Using a pestle and mortar pound, or very finely chop, the thyme with 1 teaspoon of salt. When pulped, add the garlic and 1 teaspoon of black pepper and pound again. Stir in the lemon juice and zest and the olive oil. Smear the mixture over the chops and leave for at least 10 minutes.

Place the chops on a very hot griddle or in a hot frying-pan (they make a bit of smoke, so get your fan on!). Try to get each side nicely charred and golden, but take care and don’t let them burn; if it looks as if they are getting too much colour, turn the heat down. They take about 8 minutes to cook at a medium high heat. Don’t overcook pork, it isn’t necessary and will only make the meat dry. Rest the chops for a few minutes, then spoon some pesto over them.

Serve with a mixed salad and mashed or jacket potatoes, rubbed with olive oil and rolled in sea salt and baked, or steamed rice.

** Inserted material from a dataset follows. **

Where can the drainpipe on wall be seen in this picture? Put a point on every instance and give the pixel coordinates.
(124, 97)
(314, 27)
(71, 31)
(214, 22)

The words of Jamie Oliver: Pesto sauce is very widely used. Everyone likes it, and it is very handy for a lot of different dishes, including pasta, grilled and roasted meats, and vegetables. It can be served with anything.

Serves 4

  • ¼ clove of garlic, chopped
  • 3 good handfuls of fresh basil, picked
  • 1 handful of lightly roasted pine nuts
  • 1 good handful of grated Parmesan cheese
  • Extra virgin olive oil
  • Salt and pepper ground black pepper
  • Small squeeze of lemon juice (optional)

Put your garlic into a food processor. If you like a strong garlic taste you can add more but stick to about ¼ clove, which is still quite strong when raw. Add the basil and pulse.  Add the cooled, golden roasted pine nuts to the mixture and pulse. Turn out into a bowl and add half the Parmesan. Gently stir this in and add the olive oil, just enough to bind the sauce and get it to the right consistency – semi-wet but firm.

Taste the mixture, and add a little salt and pepper and the rest of the cheese. Add some more oil and taste again. Keep adding a little bit of this and a little bit more of that until you get it right – this is the way to make pesto.